Ironisnya, pabrik DNA ini awalnya tidak dirancang untuk biologi. Ini dimulai di laboratorium Ham sebagai alat untuk merekam aktivitas saraf.

Mantan mahasiswa PhD Jeffrey Abbott mengembangkan platform silikon untuk menangkap sinyal dari ribuan neuron. Ini memetakan koneksi sinaptik dengan ketelitian tinggi. Tim bahkan meningkatkannya hingga mencatat puluhan ribu koneksi.

Lalu Ham berpikir.

Fitur khas chip ini adalah kemampuannya untuk menyuntikkan arus dengan presisi ekstrim. Mereka menggunakannya untuk menembus membran saraf. Mengapa tidak mengalihkan target dari sel ke molekul?

“Kami bertanya-tanya apakah kendali arus yang sama dapat diarahkan dari sel ke molekul,” jelas Ham. “Itu berhasil.”

Mereka mengganti elektroda yang menghadap neuron dengan pasangan cincin-elektroda yang dijelaskan di atas. Perangkat kerasnya sebagian besar tetap sama. Aplikasinya terbalik seluruhnya.

Penyimpanan Data DNA dan Dampak Lingkungan

Selain bioteknologi dasar, ada kasus penggunaan yang lebih ambisius yang mengintai di sini: penyimpanan data DNA.

Para peneliti mendemonstrasikan hal ini dengan mengkodekan string teks 169 byte ke dalam 64 rangkaian DNA mereka. Ini adalah bukti konsep skala kecil. Namun dampaknya sangat besar.

Penyimpanan digital kehabisan ruang. DNA itu padat. Satu gram DNA secara teoritis dapat menampung semua data yang pernah dibuat oleh umat manusia. Namun menyimpan data memerlukan produksi DNA dalam jumlah besar.

Manufaktur berbasis pelarut saat ini tidak dapat berkembang secara efisien tanpa menghasilkan limbah kimia dalam jumlah besar. Sintesis enzimatik berbasis air mengubah persamaan tersebut.

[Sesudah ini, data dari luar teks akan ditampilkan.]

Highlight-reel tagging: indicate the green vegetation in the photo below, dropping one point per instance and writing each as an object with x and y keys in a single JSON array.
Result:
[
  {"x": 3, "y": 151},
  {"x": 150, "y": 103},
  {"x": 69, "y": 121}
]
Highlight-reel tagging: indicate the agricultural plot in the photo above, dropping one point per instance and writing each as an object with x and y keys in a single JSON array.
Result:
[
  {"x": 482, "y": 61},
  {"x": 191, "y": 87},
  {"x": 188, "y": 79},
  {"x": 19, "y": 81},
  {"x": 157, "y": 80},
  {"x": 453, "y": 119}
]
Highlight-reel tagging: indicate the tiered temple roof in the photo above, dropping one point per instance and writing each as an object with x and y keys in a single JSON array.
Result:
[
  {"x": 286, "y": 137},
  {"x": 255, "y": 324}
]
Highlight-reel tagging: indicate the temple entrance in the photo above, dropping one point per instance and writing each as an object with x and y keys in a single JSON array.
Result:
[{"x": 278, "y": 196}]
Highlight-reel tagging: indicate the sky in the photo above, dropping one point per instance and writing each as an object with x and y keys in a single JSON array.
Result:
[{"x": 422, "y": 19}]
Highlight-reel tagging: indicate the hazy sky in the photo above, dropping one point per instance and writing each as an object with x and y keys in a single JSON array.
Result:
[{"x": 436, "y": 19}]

“Penyimpanan data DNA meminta sintesis DNA untuk beroperasi pada skala yang jauh melampaui kebutuhan saat ini,” kata Woo-Bin Jung, salah satu penulis pertama dan sekarang menjadi profesor di POSTECH. “Sintesis enzimatik dalam air penting karena menawarkan jalur ramah lingkungan menuju penulisan DNA dalam volume yang sangat besar.”

Jika skala paralelisasi melampaui 64 urutan, manfaat lingkungan akan bertambah. Lebih sedikit pelarut. Lebih sedikit limbah. Biomanufaktur yang lebih bersih.

Dimana Kimianya Rusak

Perangkat kerasnya berfungsi. Listrik melokalisasi pH dengan sempurna. Tapi kimianya punya kekurangan.

Ketika tim mencoba mendekatkan lokasi sintesis, percobaan tersebut gagal. Bukan karena chipnya tidak berfungsi, tapi karena reaksinya sendiri yang terlalu berantakan.

PH rendah tidak menghilangkan gugus pemblokiran secara langsung. Ini menghasilkan molekul perantara yang melakukan pekerjaan itu. Molekul-molekul ini tidak stabil. Mereka hanyut.

Mereka lolos dari zona pH terkontrol yang ditentukan oleh elektroda. Mereka berpindah ke lokasi tetangga dan memicu reaksi di sana. “Pulau” keasaman bocor. Presisinya gagal.

“Chip ini melakukan persis seperti yang kami minta,” kata Han Sae Jung, salah satu penulis pertama. “Keterbatasannya adalah bahan kimia deproteksi.”

Solusinya bukanlah silikon yang lebih baik. Ini kimia yang lebih baik.

Saat ini, lapangan tersebut memerlukan metode deproteksi berbasis asam yang tidak menghasilkan zat antara yang melayang. Reaksi kimia yang lebih langsung yang dapat mengimbangi presisi elektronik yang sudah ada di dalam chip.

Sampai saat itu, 64 sekuens adalah batas kepadatan pengepakan. Namun jalan ke depan sudah jelas.

Ini bukan lagi masalah elektronik. Itu adalah teknik kimia. Dan seseorang harus menyelesaikannya selanjutnya.


Referensi: “Sintesis DNA enzimatik paralel menggunakan semikonduktor芯片” oleh Woo-Bin Jung, Han Sae J., Jun W., dkk., Nature Electronics, 17 Juni 2026.